Class TscTestBlockDiscoverer

java.lang.Object
edu.cmu.tetrad.search.blocks.TscTestBlockDiscoverer
All Implemented Interfaces:
BlockDiscoverer

public class TscTestBlockDiscoverer extends Object implements BlockDiscoverer
The TscTestBlockDiscoverer class is an implementation of the BlockDiscoverer interface that utilizes the Testing Strong Causal structures (TSC) algorithm to identify and discover clusters or blocks of variables from a given dataset. These blocks represent groups of variables that exhibit strong causal relationships.

This class supports functionality to validate, canonicalize, and apply policies to discovered blocks, ensuring consistency and compliance with specified single cluster policies. It operates using parameters such as statistical significance level (alpha), expected sample size (ess), and a policy for handling overlapping clusters.

  • Constructor Summary

    Constructors
    Constructor
    Description
    TscTestBlockDiscoverer(DataSet dataSet, double alpha, int ess, double ridge, int rMax, SingleClusterPolicy policy, int minRedundancy, boolean verbose)
    Constructs a TscTestBlockDiscoverer instance with the specified parameters for discovering and analyzing blocks of variables in a dataset using the TSC algorithm.
  • Method Summary

    Modifier and Type
    Method
    Description
    Discovers and identifies blocks of variables using the TSC (Testing Strong Causal structures) algorithm.

    Methods inherited from class java.lang.Object

    equals, getClass, hashCode, notify, notifyAll, toString, wait, wait, wait
  • Constructor Details

    • TscTestBlockDiscoverer

      public TscTestBlockDiscoverer(DataSet dataSet, double alpha, int ess, double ridge, int rMax, SingleClusterPolicy policy, int minRedundancy, boolean verbose)
      Constructs a TscTestBlockDiscoverer instance with the specified parameters for discovering and analyzing blocks of variables in a dataset using the TSC algorithm.
      Parameters:
      dataSet - The dataset to process for discovering variable relationships.
      alpha - A significance level parameter used for hypothesis testing, must be in the range (0, 1).
      ess - The equivalent sample size used in certain scoring or prior adjustments.
      ridge - A regularization parameter for ridge regression; must be greater than or equal to 0.
      rMax - The maximum number of iterations or search radius used in the discovery process.
      policy - The single cluster policy dictating the criteria for canonicalizing discovered clusters.
      minRedundancy - The minimum allowed redundancy level among variables in discovered clusters.
      verbose - A flag indicating whether to output detailed logging or debugging information during processing.
      Throws:
      IllegalArgumentException - If the ridge parameter is less than 0.
  • Method Details

    • discover

      public BlockSpec discover()
      Discovers and identifies blocks of variables using the TSC (Testing Strong Causal structures) algorithm.
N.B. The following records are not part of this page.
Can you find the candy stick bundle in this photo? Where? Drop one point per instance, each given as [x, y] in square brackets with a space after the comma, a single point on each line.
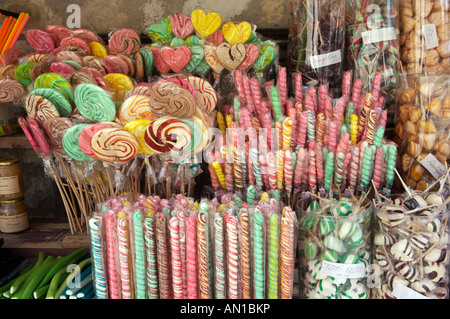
[153, 248]
[336, 144]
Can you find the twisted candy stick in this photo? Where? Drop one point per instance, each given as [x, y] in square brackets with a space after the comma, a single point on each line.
[273, 261]
[254, 155]
[139, 256]
[165, 290]
[177, 281]
[101, 288]
[150, 247]
[124, 255]
[280, 168]
[191, 255]
[287, 253]
[219, 257]
[203, 255]
[110, 225]
[298, 93]
[258, 254]
[233, 257]
[245, 254]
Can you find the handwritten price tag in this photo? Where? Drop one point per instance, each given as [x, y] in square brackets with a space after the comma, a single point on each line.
[378, 35]
[323, 60]
[402, 292]
[430, 35]
[349, 271]
[433, 166]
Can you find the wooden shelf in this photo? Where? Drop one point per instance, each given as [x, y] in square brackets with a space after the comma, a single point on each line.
[14, 141]
[51, 236]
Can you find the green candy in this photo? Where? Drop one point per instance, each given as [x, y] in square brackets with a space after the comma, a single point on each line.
[149, 61]
[197, 55]
[61, 103]
[203, 67]
[176, 42]
[70, 142]
[334, 243]
[266, 57]
[160, 32]
[326, 226]
[55, 81]
[331, 256]
[311, 249]
[22, 73]
[349, 258]
[192, 41]
[94, 103]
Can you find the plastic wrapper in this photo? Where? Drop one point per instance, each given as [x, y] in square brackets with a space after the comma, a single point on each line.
[317, 38]
[373, 44]
[424, 39]
[422, 129]
[411, 247]
[334, 247]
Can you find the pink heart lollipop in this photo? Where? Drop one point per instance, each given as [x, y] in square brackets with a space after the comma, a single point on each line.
[182, 27]
[159, 62]
[251, 55]
[176, 59]
[24, 125]
[39, 137]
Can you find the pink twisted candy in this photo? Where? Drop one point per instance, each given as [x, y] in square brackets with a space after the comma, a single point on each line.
[298, 91]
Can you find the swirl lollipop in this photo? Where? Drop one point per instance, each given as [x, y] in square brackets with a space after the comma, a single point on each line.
[114, 145]
[94, 103]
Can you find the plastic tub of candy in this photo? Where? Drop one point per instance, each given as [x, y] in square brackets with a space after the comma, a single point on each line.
[422, 122]
[410, 251]
[334, 247]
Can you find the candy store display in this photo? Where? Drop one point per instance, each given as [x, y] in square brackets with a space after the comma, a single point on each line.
[421, 129]
[372, 34]
[424, 39]
[301, 141]
[224, 248]
[52, 277]
[317, 39]
[411, 244]
[334, 247]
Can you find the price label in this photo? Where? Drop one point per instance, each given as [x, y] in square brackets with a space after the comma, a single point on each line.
[378, 35]
[402, 292]
[430, 35]
[433, 166]
[349, 271]
[323, 60]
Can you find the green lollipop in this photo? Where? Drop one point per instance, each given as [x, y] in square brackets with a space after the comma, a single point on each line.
[57, 98]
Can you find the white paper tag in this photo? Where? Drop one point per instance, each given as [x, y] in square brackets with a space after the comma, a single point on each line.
[402, 292]
[430, 35]
[349, 271]
[378, 35]
[433, 166]
[323, 60]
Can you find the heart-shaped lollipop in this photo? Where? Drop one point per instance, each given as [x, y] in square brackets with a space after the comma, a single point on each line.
[252, 52]
[237, 33]
[205, 24]
[160, 32]
[181, 26]
[230, 56]
[177, 58]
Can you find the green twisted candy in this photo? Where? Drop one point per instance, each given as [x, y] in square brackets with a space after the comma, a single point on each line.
[273, 266]
[139, 253]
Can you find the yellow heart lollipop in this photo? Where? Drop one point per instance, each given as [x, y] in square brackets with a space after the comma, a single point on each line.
[138, 128]
[237, 33]
[205, 24]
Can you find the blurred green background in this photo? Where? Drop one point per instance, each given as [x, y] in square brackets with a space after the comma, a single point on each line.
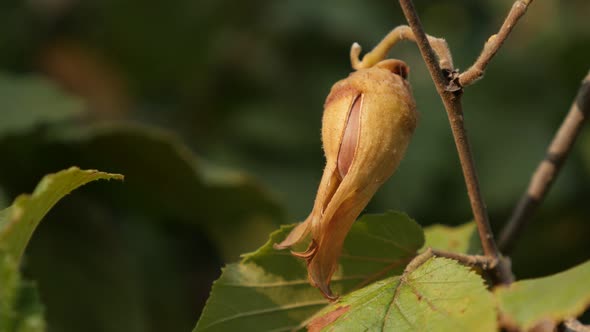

      This method applies the following steps: - Validates the alpha parameter to ensure it is within the range (0, 1). - Constructs a TscScored instance to compute clusters of variables based on the given dataset. - Ensures discovered clusters (blocks) are valid, canonicalized, and consistent with the specified single cluster policy. - Converts the final block structure to the BlockSpec format for further processing or use.

      Specified by:
      discover in interface BlockDiscoverer
      Returns:
      The discovered BlockSpec which represents clusters of variables based on the TSC algorithm.
      Throws:
      IllegalArgumentException - If the alpha parameter is not in the range (0, 1).